But a slight correction:
What MIT has done is to mandate that the author’s final draft of all MIT articles published in peer-reviewed journals should be self-archived in MIT’s Open Access Institutional Repository. It is indeed very likely true that the “determination of MIT to shift from the old tradition … may be the clue to becoming ranked third among world’s top 200 universities.” The enhanced uptake, usage and impact resulting from this enhanced access is the factor that has helped enhance other universities’ rankings too (e.g., those of U. Southampton, the first to mandate OA self-archiving).

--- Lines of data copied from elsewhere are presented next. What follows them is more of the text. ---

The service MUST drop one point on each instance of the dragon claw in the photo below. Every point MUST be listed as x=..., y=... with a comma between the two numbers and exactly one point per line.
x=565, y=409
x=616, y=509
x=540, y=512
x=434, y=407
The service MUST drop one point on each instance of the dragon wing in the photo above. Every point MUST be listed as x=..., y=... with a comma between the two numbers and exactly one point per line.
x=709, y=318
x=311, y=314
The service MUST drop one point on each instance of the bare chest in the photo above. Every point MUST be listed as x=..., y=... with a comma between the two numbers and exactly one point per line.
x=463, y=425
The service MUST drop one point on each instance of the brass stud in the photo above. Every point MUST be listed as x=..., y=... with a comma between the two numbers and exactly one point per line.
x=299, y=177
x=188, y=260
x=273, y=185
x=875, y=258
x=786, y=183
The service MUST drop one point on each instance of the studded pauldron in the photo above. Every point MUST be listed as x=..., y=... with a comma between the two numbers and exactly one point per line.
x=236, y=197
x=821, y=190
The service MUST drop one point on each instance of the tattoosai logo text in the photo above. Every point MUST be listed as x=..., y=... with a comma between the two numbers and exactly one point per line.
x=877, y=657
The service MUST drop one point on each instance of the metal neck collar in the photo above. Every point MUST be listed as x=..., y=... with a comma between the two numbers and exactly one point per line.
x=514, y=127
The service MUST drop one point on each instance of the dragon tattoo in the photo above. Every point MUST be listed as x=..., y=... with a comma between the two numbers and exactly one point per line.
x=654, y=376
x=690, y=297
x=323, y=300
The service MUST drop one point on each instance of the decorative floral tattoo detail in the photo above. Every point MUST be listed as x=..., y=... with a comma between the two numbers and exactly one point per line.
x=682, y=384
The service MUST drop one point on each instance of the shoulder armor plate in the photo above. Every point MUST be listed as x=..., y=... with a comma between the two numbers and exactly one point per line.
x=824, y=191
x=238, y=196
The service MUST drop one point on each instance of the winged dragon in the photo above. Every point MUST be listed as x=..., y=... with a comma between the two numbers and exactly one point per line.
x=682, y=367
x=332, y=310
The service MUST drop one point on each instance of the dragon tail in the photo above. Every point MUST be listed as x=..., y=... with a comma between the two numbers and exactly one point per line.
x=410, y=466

But the shift that has occurred at MIT and Southampton to enhance their impact rankings is definitely not a “shift from the old tradition of publishing model to a new publishing paradigm which relies on internet technology”! MIT and Southampton authors continue to publish exactly as they have done all along — in the best peer-reviewed journals whose quality standards their authors’ research can meet. And just about all journals today “rely on internet technology.”
No, the shift is that of supplementing the old tradition of publishing in an established peer-reviewed journal with the new tradition of self-archiving the author’s final, accepted draft, so that all researchers can access, use, apply and cite their findings in further research, and not just those whose institutions can afford to subscribe to the (traditional) journals in which they happen to have been published.
Credit where credit is due!
Dear Mr Harnad,
Thank you for your thoughtful correction, I have actually meant the same but have expressed vaguely perhaps in defining open access methods (whether green or gold) as those which simply rely on internet technology. Glad to have you as a reader (since I like to read your work).